The development of applications for L. alba essential oil is still not well-explored. Rao et al. (31) reported antifungal activity against sugarcane pathogens and Lee et al. (21) and Park et al. (27) reported bioactivity of geranial and neral against phytopathogens and dermatophytes, but no reports were found about L. alba essential oil against T. viride. The results of the present study on the effectiveness of L. alba essential oil against micromycetal food poisoning, fungus, plant, animal and human pathogens showed excellent antifungal activity. The essential oil MIC described in the literature for T. viride was 1.4 μg/mL for Nepeta rtanjensis (16), 25 μL/mL for Salvia sclarea (13) and 0.42 μL/mL for Lippia gracilis (3). The results of our study show that L. alba essential oil is a fungicidal and fungistatic alternative to control T. viride. Geels et al. (15) reported that green moulds (Trichoderama, Aspergillus and Penicillium species) can occur on compost and/or casing layer causing mushroom production losses.
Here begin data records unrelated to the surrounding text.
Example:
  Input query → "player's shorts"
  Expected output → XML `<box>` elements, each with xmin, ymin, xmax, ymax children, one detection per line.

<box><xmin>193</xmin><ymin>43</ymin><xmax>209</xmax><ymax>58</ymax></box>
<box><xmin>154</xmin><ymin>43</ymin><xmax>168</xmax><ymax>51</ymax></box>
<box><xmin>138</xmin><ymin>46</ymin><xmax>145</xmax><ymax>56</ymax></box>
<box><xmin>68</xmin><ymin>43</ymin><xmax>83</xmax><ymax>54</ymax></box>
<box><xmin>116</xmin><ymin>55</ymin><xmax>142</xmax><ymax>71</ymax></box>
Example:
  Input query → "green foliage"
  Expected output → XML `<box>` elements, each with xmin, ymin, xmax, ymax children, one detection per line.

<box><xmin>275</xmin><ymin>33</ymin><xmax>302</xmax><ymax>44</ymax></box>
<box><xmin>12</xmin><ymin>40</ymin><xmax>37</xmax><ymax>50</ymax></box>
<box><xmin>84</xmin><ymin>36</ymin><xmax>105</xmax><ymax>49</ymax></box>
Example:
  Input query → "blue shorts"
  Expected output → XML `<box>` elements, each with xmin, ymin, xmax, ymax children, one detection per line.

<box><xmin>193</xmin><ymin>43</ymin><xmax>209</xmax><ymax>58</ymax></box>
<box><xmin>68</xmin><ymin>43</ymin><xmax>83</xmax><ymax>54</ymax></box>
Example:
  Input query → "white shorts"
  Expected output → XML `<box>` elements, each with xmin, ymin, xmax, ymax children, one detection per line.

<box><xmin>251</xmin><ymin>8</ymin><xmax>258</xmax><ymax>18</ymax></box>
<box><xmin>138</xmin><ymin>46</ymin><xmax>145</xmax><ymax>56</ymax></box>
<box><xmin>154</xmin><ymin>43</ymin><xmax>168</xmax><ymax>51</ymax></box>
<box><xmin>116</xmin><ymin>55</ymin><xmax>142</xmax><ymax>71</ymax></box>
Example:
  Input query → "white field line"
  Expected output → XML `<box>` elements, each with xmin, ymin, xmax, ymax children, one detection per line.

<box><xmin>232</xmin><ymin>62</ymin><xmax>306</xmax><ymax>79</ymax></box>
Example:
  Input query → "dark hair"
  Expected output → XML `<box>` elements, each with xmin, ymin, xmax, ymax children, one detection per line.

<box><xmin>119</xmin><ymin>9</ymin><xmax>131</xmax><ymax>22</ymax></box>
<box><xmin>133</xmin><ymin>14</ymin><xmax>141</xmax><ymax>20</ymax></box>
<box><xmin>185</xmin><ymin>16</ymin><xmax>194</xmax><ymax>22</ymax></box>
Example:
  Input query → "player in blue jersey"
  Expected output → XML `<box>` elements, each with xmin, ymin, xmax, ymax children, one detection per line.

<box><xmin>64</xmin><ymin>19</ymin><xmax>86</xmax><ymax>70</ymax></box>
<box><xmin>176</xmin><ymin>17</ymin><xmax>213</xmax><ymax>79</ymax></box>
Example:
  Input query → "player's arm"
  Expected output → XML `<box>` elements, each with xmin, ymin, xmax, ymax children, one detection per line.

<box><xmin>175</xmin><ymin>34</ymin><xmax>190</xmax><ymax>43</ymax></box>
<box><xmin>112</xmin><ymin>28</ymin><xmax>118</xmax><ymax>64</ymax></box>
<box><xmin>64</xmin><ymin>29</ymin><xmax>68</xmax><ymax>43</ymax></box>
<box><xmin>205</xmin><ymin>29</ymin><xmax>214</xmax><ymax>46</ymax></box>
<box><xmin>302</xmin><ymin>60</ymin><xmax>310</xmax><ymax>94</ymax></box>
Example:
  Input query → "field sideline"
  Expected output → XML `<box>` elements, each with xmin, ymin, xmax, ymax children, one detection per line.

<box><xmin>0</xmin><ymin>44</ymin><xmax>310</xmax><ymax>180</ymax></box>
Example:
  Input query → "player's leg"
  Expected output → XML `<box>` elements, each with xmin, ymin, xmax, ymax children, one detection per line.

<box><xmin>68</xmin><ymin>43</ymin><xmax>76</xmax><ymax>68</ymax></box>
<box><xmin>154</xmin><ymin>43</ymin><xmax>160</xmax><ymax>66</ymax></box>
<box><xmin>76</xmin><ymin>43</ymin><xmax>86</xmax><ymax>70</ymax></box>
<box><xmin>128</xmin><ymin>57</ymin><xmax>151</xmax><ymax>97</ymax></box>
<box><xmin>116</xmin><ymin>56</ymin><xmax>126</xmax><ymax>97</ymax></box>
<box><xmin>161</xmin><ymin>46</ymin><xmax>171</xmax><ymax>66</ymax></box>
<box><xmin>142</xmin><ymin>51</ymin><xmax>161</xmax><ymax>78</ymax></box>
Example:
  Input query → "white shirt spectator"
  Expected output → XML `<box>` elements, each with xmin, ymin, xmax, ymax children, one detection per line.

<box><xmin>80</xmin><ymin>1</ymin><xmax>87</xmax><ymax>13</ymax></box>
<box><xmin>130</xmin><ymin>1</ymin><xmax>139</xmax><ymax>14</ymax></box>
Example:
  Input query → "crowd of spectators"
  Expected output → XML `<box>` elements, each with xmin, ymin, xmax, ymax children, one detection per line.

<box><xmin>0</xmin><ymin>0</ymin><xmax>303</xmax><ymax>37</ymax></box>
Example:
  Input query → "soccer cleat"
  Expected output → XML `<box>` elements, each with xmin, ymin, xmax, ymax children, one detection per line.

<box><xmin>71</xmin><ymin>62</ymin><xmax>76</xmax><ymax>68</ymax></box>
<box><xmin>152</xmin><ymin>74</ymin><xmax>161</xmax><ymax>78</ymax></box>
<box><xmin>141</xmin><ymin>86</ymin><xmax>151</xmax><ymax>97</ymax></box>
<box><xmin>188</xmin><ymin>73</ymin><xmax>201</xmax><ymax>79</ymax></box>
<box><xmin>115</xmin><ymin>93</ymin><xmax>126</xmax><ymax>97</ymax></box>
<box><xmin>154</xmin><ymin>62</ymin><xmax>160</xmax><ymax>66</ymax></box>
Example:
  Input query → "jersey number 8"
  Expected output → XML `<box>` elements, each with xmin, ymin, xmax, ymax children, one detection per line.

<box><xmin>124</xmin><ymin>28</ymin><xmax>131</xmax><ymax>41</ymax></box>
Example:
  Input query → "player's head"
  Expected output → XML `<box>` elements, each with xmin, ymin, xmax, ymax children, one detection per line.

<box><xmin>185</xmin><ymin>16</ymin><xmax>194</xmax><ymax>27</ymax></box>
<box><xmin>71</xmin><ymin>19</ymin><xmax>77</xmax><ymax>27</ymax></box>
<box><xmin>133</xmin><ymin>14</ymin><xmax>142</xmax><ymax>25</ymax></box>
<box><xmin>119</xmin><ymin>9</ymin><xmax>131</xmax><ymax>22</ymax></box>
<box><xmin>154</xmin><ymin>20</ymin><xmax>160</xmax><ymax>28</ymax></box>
In order to avoid green moulds, Benomyl (Benlate®), among other fungicides that have a broad spectrum systemic fungicide, is used against a large number of important fungal pathogens on Agaricus bisporus cultivation (14, 29). Prochloraz (Sporgon®) is another commonly used fungicide in mushroom cultivation; however, it is suggested that Prochloraz and Benomyl may cause side effects (33). In addition, in many countries there is no effective control of those substances, making it difficult to detect misuse of those substances. L. alba essential oil may be used as a potential alternative to synthetic fungicides mainly on organic cultivation such as mushroom cultivation or encapsulated with cyclodextrins in food biofilms according to Linde et al. (22). However, further studies are required to develop strategies for application on health, food and agriculture.

CONCLUSIONS

It was concluded that L. alba essential oil is classified as citral type according to the presence of main components, neral (33.32%) and geranial (50.94%). The essential oil of L. alba presents antifungal activity with MIC of 0.300–1.250 mg/mL and MFC of 0.600–1.250 mg/mL. The commercial fungicides Ketoconazole and Bifonazole show MIC in a range of 0.025–0.500 and 0.100–0.200 mg/mL and MFC in a range of 0.250–0.100 and 0.200–0.250 mg/mL, respectively. Geranial seems to be the main fungicidal component of L. alba essential oil. L. alba essential oil is a potential alternative to synthetic fungicides. However, further studies are required to develop strategies for application on health, food and agriculture.